HSBC downgrades Centrica on political risk, concerns about new businesses
HSBC has downgraded Centrica to 'reduce' due to political risk surrounding the energy company over calls for self-regulation and concerns over its new business ventures.
The bank downgraded the FTSE 100 company to 'reduce' from 'hold' and cut its price target to 200p from 223p, assuming a 6% dividend yield from 5% before.
Centrica said it will not raise energy prices for domestic customers from 1 April, while its its five rivals, EDF Energy. E.On, Npower, ScottishPower and SSE, have decided to hike rates, ignoring politicians' and regulators' calls for self-regulation.

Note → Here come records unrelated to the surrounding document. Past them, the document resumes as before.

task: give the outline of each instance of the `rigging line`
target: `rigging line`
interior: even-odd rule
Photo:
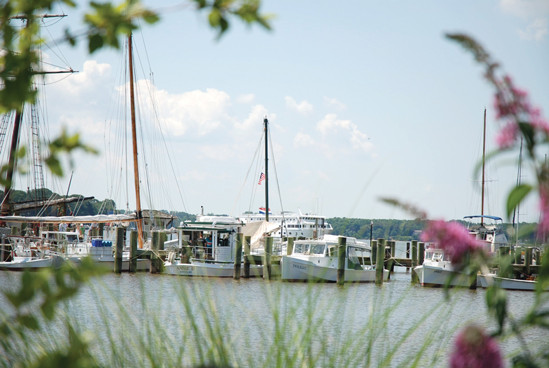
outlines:
[[[44,19],[43,18],[42,19],[42,23],[44,24],[44,25],[45,26],[45,23],[44,23]],[[55,24],[55,23],[54,23],[54,24]],[[51,36],[51,34],[49,32],[49,30],[47,29],[47,27],[45,27],[46,32],[47,32],[47,34],[49,35],[50,38],[51,38],[51,41],[54,41],[54,43],[55,44],[56,47],[57,47],[57,49],[58,49],[60,51],[60,53],[61,54],[61,56],[58,55],[57,53],[56,53],[56,51],[53,49],[51,49],[51,47],[50,47],[49,45],[47,43],[45,43],[44,45],[46,46],[46,47],[49,49],[51,51],[51,52],[53,52],[54,54],[56,56],[57,56],[58,58],[61,59],[62,61],[64,61],[65,63],[65,65],[70,69],[71,66],[69,65],[69,61],[67,61],[67,58],[65,57],[65,55],[63,55],[62,52],[60,52],[61,49],[59,48],[59,45],[57,44],[56,41]]]
[[[233,205],[233,208],[231,209],[231,215],[230,216],[233,216],[233,213],[235,211],[235,207],[236,207],[237,203],[238,203],[238,200],[240,198],[240,194],[242,194],[242,189],[244,189],[244,185],[246,185],[246,181],[248,179],[248,176],[250,175],[250,171],[252,170],[252,167],[253,167],[254,162],[255,161],[255,157],[257,157],[257,152],[259,152],[259,148],[261,147],[261,141],[263,141],[263,133],[261,133],[261,138],[259,138],[259,142],[257,143],[257,147],[256,147],[256,148],[255,148],[255,152],[253,154],[253,158],[252,159],[252,162],[250,163],[250,167],[248,168],[248,172],[246,173],[246,177],[244,177],[244,180],[242,182],[242,185],[240,186],[240,190],[238,192],[238,196],[237,196],[236,200],[235,201],[235,204]],[[253,182],[252,182],[252,183],[253,183]]]
[[[268,127],[269,130],[269,133],[270,133],[270,126]],[[271,139],[271,135],[268,135],[269,137],[269,143],[270,143],[271,149],[270,149],[270,155],[272,158],[272,167],[274,169],[274,179],[277,182],[277,189],[279,192],[279,200],[280,200],[280,209],[282,212],[282,226],[283,228],[286,229],[286,232],[288,232],[288,227],[285,222],[285,219],[284,218],[284,207],[282,206],[282,196],[280,194],[280,185],[279,183],[279,176],[277,174],[277,164],[274,161],[274,146],[272,146],[272,140]],[[268,209],[266,209],[266,211],[268,211]]]

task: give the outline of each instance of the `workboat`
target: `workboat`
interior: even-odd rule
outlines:
[[[423,264],[414,268],[421,286],[469,287],[469,275],[459,265],[452,263],[449,255],[443,249],[425,249]],[[476,285],[476,281],[473,280]]]
[[[480,285],[484,288],[494,284],[502,289],[506,290],[534,291],[537,288],[537,281],[535,279],[508,279],[489,273],[479,275],[478,279],[480,281]],[[549,291],[549,286],[544,290]]]
[[[282,281],[336,282],[340,238],[343,237],[325,235],[316,240],[294,242],[292,254],[282,256]],[[354,238],[345,238],[345,282],[374,282],[375,266],[364,261],[371,253],[369,246]],[[383,270],[384,280],[388,276],[389,271]]]
[[[196,222],[182,222],[178,228],[178,244],[165,248],[169,253],[163,272],[181,276],[232,277],[237,234],[247,235],[245,227],[231,216],[198,215]],[[250,236],[259,242],[257,236]],[[273,266],[272,275],[277,274],[280,275],[280,268]],[[250,276],[263,276],[263,266],[250,265]]]

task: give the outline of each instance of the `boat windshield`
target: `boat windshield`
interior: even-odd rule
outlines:
[[[294,244],[294,254],[302,253],[306,249],[309,244],[296,243]]]
[[[326,246],[323,244],[312,244],[309,250],[309,254],[324,254]]]
[[[357,255],[357,251],[360,252],[362,255],[362,251],[360,249],[357,249],[354,246],[349,246],[347,248],[347,253],[349,253],[349,260],[351,262],[360,264],[360,262],[358,262],[358,256]]]

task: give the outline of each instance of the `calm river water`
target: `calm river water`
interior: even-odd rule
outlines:
[[[397,243],[397,257],[405,247],[405,242]],[[13,290],[21,275],[0,271],[0,288]],[[528,292],[507,295],[515,318],[524,315],[535,299]],[[110,365],[117,364],[106,352],[109,343],[135,352],[126,358],[141,363],[146,360],[139,347],[143,345],[165,350],[156,354],[174,356],[184,345],[187,352],[182,354],[187,358],[181,361],[191,364],[198,359],[196,352],[221,341],[233,367],[274,366],[271,360],[280,354],[271,351],[273,346],[299,350],[300,344],[307,345],[305,341],[316,352],[309,352],[316,357],[316,366],[366,366],[369,356],[376,366],[375,362],[397,347],[388,366],[408,366],[410,359],[421,354],[420,366],[438,367],[447,365],[453,338],[463,325],[475,323],[495,330],[485,297],[478,288],[452,290],[447,298],[442,289],[412,286],[410,272],[404,268],[397,268],[390,281],[382,286],[124,273],[95,280],[63,310],[80,330],[93,332],[92,351]],[[2,296],[0,307],[9,313]],[[62,334],[62,323],[58,323],[51,328]],[[530,330],[526,336],[530,347],[544,345],[547,350],[547,331]],[[520,349],[515,338],[500,345],[508,355]],[[341,356],[330,360],[337,354]]]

HSBC claims that the "political noise" on this issue is growing as Iain Wright, the chair of the House of Commons’ Business Energy and Industrial Strategy Committee, held a debate on energy prices on Thursday and according to Reuters he said the government would set out proposals "shortly" to address issues in the energy market.
After 2017, HSBC said Centrica will not generate high levels of free cash flow as it will have to continue to invest in new businesses for potential earnings growth in the future, which concerns the bank.

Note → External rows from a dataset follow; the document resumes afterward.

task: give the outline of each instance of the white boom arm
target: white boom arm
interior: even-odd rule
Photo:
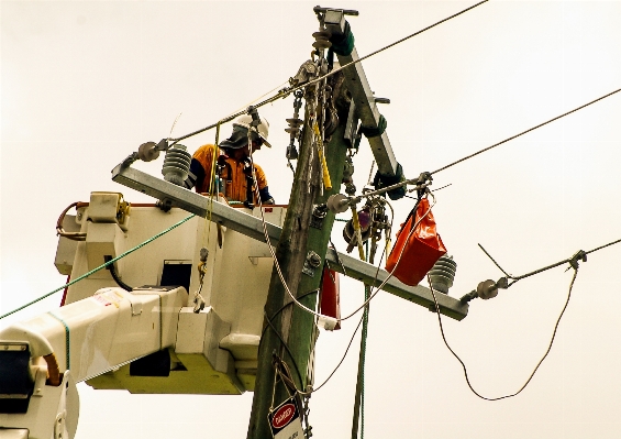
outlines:
[[[186,300],[182,287],[103,288],[0,331],[0,438],[73,438],[75,383],[171,347]]]

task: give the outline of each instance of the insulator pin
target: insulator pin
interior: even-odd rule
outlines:
[[[332,47],[332,43],[330,42],[332,34],[330,32],[314,32],[312,36],[315,40],[315,42],[312,43],[314,48],[322,50]]]
[[[164,157],[164,166],[162,167],[164,179],[174,185],[182,186],[186,178],[188,178],[191,161],[192,156],[188,153],[186,146],[176,144],[168,149]]]
[[[448,294],[448,288],[453,286],[453,281],[455,281],[456,271],[457,263],[453,261],[453,256],[441,256],[429,272],[433,289]]]

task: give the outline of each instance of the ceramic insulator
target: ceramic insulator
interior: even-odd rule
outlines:
[[[453,261],[453,256],[444,255],[440,257],[429,272],[433,289],[448,294],[448,288],[453,286],[456,271],[457,263]]]
[[[166,151],[164,166],[162,167],[164,179],[174,185],[182,186],[188,177],[191,161],[192,156],[187,152],[186,146],[176,144],[170,147]]]

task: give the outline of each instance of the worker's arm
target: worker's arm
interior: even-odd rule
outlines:
[[[255,176],[260,202],[264,205],[275,205],[276,201],[274,201],[274,197],[269,194],[269,188],[267,187],[267,177],[258,165],[255,165]]]

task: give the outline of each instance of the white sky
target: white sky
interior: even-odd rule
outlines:
[[[141,143],[211,124],[293,76],[310,54],[317,2],[2,1],[1,295],[3,314],[64,283],[55,222],[91,190],[121,190],[110,169]],[[334,2],[361,55],[469,1]],[[621,1],[491,1],[364,63],[408,177],[621,87]],[[275,147],[257,155],[277,201],[288,199],[289,98],[263,108]],[[457,262],[451,295],[501,273],[477,242],[523,274],[621,238],[621,94],[439,173],[434,216]],[[224,129],[226,133],[229,129]],[[185,142],[193,151],[209,132]],[[368,176],[363,142],[356,183]],[[138,165],[159,175],[162,163]],[[396,204],[399,224],[413,205]],[[396,228],[395,228],[396,229]],[[340,226],[334,237],[344,246]],[[372,304],[365,380],[367,438],[618,438],[621,431],[621,245],[583,263],[556,342],[518,397],[488,403],[467,388],[435,316],[380,294]],[[522,281],[468,317],[444,319],[479,393],[515,392],[544,353],[567,295],[564,268]],[[343,311],[363,297],[342,287]],[[56,307],[60,295],[5,319]],[[355,321],[322,333],[318,382],[339,362]],[[311,398],[315,438],[347,438],[358,339]],[[252,393],[143,396],[79,386],[78,439],[245,437]]]

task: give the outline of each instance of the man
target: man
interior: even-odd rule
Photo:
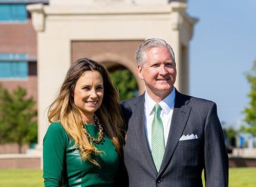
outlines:
[[[179,93],[171,47],[150,39],[135,59],[145,93],[124,100],[130,187],[228,186],[228,158],[216,104]]]

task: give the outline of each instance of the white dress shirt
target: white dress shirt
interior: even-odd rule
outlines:
[[[169,135],[169,131],[170,130],[170,122],[172,121],[172,117],[173,117],[175,99],[175,89],[174,87],[173,87],[172,93],[158,103],[162,108],[160,116],[163,122],[164,144],[165,145],[165,147],[166,147],[168,135]],[[154,119],[154,108],[156,104],[157,104],[156,101],[150,97],[146,90],[144,102],[145,130],[148,147],[151,151],[152,148],[151,143],[152,125]]]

Centrica plans to invest between £400-600m per year in upstream activities in the North Sea and spend £100m on investment in technology to enhance its connected home offer and its distributed energy and power business, which are both loss-making.
HSBC warned that this new paradigm – growth through technology associated with the connected home and distributed generation – is “unproven”.
The company maintained its 12p dividend as expected in 2016 and indicated that it will restore a progressive dividend when net debt is between £2.5-£3bn, which HSBC thinks is deliverable in this year, but the broker assumes a flat dividend depending on assurances of no political intervention.
Shares in Centrica were down 0.51% to 216.70p at 0816 GMT.